I feel like I’m going through a mini identity crisis.

I think part of it is that I started a new job at the beginning of the year so I’m having to introduce myself to people who don’t know me and have never known me, so all they can use to identify me are the things I’m currently interested in and are obvious markers of “who I am.”

Another part of it is that I’ve lost touch with a lot of my long-term friends the past few years as they get married and have kids and start new careers or get promoted and move to other places in the world, so when I do see them again, it almost feels like I am no longer myself because even though we get along as great as ever and still love and appreciate each other, we’re also somehow still strangers. It’s weird being faced with this identity of your past that is still very much who you are, but perhaps isn’t as visible or maybe as central to your identity as it once used to be.

So I feel like lately I keep having to show the world “who I am” a lot more than I have in years and it’s a bit exhausting and bewildering, because I’m not sure really who that is. 

Yet still another part is that I’m trying to gradually cull my life of unnecessary flotsam and jetsam. Not necessarily full-on Kon Mari-ifying my life, but I’ve realized I’ve lived in the same apartment for the past eight-going-on nine years, which is astounding to me. I keep telling people I’ve lived here “about five years” because apparently I have no concept of time, but I moved here in December 2009, which is… mind-boggling. Two more years here and this will be the place I have lived the longest.

In that time I’ve naturally accumulated a lot of… stuff… and I’m just tired of dealing with it. I don’t have a lot of storage space. Wait, that’s kind of a lie. I don’t have a lot of useful storage space. I do have access to a large crawl space that is about a third the size of my apartment, and which I use, but I hate crawling into it (it’s so awkward to clamber up there!) that most of the time I just shove a box in and hope for the best.

So I’ve slowly started to declutter. It’s hard, because while we weren’t technically poor when I was growing up, we were definitely on the lower side of lower-middle-class, so I get that instinctive hoarding panic where I think that even if I’m not using it now, or haven’t used it in months (or years), I might need it one day, and I spent my precious money on it so I can’t just throw/give it away yet.

It’s also hard because the past couple of years I’ve been going through a low-grade depression due to being unhappy at work, personal family stuff, and just general stress, and I find I’ve slid into a kind of shopping addiction that gives me the dopamine hit to get through the rough weeks. The catch is that usually that shopping takes a form of a hobby, so it’s not as obviously insidious as just idly buying things to have things. I have a project! Or a vision for a project! And I need XYZ to make that product happen!
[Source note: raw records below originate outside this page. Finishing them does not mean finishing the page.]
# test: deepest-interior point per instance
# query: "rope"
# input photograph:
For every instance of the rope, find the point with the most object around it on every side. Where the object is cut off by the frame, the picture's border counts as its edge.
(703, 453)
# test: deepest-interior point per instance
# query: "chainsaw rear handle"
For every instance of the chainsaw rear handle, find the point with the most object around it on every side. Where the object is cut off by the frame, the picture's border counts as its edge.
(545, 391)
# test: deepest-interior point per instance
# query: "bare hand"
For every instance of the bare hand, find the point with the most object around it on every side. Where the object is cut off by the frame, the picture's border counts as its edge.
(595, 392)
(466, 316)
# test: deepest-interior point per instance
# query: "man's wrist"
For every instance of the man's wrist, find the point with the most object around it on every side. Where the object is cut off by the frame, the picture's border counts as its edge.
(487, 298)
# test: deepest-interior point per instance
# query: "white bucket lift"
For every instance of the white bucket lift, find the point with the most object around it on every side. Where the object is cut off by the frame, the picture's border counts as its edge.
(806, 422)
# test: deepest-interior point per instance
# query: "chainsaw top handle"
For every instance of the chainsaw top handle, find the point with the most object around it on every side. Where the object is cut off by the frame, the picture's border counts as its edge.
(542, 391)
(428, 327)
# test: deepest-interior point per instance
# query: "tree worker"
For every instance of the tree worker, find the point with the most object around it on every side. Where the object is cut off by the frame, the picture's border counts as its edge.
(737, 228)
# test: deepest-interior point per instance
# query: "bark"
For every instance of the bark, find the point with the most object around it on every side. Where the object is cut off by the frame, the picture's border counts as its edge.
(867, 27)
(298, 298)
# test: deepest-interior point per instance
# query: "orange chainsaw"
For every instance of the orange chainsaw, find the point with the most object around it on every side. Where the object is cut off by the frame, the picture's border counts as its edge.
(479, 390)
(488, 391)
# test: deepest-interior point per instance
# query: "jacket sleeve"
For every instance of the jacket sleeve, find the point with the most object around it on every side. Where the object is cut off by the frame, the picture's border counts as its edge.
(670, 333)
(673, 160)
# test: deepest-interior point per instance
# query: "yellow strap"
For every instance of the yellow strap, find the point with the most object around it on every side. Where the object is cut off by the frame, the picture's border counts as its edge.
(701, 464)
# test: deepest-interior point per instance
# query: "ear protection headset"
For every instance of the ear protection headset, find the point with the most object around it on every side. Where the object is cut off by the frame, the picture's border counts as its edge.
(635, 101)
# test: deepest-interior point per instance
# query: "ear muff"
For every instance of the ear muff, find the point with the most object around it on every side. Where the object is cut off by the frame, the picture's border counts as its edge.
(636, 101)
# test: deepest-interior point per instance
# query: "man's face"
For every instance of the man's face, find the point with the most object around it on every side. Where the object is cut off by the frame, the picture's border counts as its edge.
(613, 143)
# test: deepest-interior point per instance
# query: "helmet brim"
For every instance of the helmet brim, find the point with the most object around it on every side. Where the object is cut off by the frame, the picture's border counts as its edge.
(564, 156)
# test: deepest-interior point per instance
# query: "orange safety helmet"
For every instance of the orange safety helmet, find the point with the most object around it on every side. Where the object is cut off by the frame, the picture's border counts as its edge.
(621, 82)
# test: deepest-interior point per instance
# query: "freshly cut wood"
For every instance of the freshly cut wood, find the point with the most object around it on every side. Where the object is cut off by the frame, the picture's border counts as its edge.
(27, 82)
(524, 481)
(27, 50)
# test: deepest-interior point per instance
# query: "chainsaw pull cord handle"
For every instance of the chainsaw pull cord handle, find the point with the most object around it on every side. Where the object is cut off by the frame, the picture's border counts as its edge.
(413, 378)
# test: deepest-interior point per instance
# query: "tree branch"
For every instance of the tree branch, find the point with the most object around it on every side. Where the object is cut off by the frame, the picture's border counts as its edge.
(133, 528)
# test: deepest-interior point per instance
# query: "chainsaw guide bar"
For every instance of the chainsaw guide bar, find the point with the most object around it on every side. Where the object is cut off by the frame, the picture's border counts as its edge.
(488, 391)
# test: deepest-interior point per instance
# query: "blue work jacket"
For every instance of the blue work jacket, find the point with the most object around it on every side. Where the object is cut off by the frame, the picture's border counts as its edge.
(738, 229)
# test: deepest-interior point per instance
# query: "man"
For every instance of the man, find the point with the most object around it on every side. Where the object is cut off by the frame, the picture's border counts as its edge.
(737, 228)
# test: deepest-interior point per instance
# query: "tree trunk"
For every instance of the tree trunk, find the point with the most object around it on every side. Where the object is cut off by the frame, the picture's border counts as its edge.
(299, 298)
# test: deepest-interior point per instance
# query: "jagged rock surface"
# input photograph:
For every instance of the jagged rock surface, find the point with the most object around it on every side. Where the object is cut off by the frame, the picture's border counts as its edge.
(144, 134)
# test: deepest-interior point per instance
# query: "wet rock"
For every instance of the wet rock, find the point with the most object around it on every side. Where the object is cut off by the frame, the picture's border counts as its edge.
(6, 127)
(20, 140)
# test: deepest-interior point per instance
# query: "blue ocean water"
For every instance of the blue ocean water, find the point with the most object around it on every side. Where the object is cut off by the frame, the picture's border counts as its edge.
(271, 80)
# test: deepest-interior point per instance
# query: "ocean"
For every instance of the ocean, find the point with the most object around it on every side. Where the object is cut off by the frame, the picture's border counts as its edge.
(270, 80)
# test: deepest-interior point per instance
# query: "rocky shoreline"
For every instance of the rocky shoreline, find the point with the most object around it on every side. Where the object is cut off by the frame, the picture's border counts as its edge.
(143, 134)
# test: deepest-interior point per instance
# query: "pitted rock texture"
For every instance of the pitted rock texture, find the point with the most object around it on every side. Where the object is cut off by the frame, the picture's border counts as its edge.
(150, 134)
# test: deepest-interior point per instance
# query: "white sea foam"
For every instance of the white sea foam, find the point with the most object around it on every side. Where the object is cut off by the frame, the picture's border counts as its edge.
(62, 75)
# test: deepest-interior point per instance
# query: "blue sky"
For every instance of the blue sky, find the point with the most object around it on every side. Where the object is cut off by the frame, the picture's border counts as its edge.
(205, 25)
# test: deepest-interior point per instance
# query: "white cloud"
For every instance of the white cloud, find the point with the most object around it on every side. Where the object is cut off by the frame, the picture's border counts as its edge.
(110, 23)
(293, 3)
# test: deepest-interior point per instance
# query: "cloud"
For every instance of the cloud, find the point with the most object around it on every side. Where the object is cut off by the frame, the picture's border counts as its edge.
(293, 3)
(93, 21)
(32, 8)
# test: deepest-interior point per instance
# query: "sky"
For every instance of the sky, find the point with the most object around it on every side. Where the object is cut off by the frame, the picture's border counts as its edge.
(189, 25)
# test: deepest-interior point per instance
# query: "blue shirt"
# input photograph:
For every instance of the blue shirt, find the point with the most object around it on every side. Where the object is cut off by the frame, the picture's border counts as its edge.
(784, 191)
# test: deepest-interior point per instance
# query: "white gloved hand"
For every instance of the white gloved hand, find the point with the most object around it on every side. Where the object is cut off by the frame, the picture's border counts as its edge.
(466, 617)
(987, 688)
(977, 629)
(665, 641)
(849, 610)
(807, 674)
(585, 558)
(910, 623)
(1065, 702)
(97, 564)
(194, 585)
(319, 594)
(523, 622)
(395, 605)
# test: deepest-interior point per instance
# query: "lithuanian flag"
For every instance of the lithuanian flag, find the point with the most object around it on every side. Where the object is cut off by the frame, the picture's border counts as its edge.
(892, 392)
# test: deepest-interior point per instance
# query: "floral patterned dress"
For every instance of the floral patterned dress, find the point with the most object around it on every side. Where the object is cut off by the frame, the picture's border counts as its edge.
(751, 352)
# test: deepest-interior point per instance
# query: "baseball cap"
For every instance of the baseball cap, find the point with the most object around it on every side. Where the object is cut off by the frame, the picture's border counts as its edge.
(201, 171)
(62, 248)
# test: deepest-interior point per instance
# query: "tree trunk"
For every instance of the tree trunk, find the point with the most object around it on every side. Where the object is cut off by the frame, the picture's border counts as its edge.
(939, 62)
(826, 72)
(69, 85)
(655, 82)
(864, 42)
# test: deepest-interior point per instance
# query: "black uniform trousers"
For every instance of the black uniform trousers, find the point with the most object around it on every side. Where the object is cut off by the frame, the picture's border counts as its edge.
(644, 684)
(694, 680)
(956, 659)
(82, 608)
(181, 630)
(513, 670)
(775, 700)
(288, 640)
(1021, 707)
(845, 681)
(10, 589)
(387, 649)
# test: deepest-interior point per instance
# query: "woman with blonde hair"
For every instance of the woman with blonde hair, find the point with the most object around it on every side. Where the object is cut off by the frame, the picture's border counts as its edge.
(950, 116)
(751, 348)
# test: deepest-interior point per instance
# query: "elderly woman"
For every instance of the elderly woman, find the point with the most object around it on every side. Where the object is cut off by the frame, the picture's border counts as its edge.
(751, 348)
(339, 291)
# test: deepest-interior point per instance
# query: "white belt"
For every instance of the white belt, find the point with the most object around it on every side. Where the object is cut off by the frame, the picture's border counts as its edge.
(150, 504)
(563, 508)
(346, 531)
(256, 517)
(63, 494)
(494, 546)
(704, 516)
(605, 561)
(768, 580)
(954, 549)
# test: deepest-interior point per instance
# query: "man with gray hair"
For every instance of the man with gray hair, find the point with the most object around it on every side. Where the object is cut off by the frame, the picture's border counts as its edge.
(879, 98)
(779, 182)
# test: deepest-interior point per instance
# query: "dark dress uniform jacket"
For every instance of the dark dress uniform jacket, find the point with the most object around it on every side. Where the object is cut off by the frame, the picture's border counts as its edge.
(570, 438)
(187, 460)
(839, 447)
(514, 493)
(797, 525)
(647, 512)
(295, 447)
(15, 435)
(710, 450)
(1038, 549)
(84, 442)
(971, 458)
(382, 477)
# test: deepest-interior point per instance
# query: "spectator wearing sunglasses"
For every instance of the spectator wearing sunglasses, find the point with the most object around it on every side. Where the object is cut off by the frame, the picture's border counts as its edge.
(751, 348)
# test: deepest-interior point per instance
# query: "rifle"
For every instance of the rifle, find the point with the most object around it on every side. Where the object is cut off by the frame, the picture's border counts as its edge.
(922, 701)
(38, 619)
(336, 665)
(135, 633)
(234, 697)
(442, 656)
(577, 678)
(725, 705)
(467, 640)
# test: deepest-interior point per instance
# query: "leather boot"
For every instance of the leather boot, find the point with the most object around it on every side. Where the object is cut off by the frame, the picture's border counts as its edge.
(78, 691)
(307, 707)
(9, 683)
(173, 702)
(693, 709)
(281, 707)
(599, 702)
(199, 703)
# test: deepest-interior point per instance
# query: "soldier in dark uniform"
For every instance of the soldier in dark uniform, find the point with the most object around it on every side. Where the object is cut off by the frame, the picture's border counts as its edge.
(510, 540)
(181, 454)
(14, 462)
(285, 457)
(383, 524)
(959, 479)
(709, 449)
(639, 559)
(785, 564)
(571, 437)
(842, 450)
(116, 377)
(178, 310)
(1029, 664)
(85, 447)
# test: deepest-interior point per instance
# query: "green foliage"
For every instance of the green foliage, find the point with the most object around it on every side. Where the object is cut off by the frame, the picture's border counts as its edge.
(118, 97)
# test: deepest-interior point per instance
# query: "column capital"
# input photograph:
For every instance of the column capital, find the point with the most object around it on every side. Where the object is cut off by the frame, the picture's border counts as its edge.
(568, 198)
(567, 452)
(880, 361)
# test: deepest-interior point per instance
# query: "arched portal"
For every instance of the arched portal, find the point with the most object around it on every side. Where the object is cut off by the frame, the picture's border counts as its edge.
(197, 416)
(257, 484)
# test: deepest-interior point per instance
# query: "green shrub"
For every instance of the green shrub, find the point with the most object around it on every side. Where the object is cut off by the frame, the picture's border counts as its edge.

So I buy XYZ and, surprise, immediately lose interest in the project – but I still have XYZ taking up space in my apartment and my life.

But really all those projects were me just desperately trying to find an identity beyond who I felt the world saw me as, someone I wasn’t particularly happy with.

I’m an idealist so I know I’m always going to struggle with visions of who I want or “ought” to be. But those are just visions – I am who I am, flaws and all, and honestly, I’m not that bad. I’m my own harshest critic, my own worst enemy, and if I could just get out of my head every once and a while, I could see that maybe I’m a pretty cool person with a pretty cool life. Maybe I haven’t realized all those dreams I had since I was child, or maybe I’m not where I thought I would be by now, but I’m somewhere, right? I’m here. I’m living. Most days I’m relatively happy, and I’m finding roads that will bring more happiness since I have a better idea of what I value, and of what value I am.

But this is all still to say I still struggle. I’ve mapped out a vague plan over the next year or so (it’s convenient having a birthday in the middle of summer because it’s so easy to “reboot” those annual resolutions every six months – once for the New Year, once for a new birthday) to help me become my best self – or at least a more settled self – while shedding some of my emotional and literal baggage.

Anyway. This got long and personal, but I just want you to know that no one has their life totally figured out. If they do, it’s a lie – to themselves, if nothing else. And if you think you’ll know how to magically adult and everything will somehow fall into place by the time you hit your thirties, well, it won’t. But that’s okay. Because that’s just life, and humans adapt and change and figure out how to survive.

Finally, I know I haven’t been as active on tumblr as much as I used to be (the queue is a lie!), but I still want to let you know that I appreciate all of you who’ve stuck around with me for the past seven-ish years. That’s the longest I’ve actively been on a social media site, so it really means a lot to me that y’all are out there somewhere, still somehow interested in me and my interests. I don’t produce much original content anymore, so I’m amazed I still regularly get new followers (that aren’t even all porn bots!). I don’t know why you’re here, but thanks for stopping by and thinking this space was somehow nifty enough to add to your dash.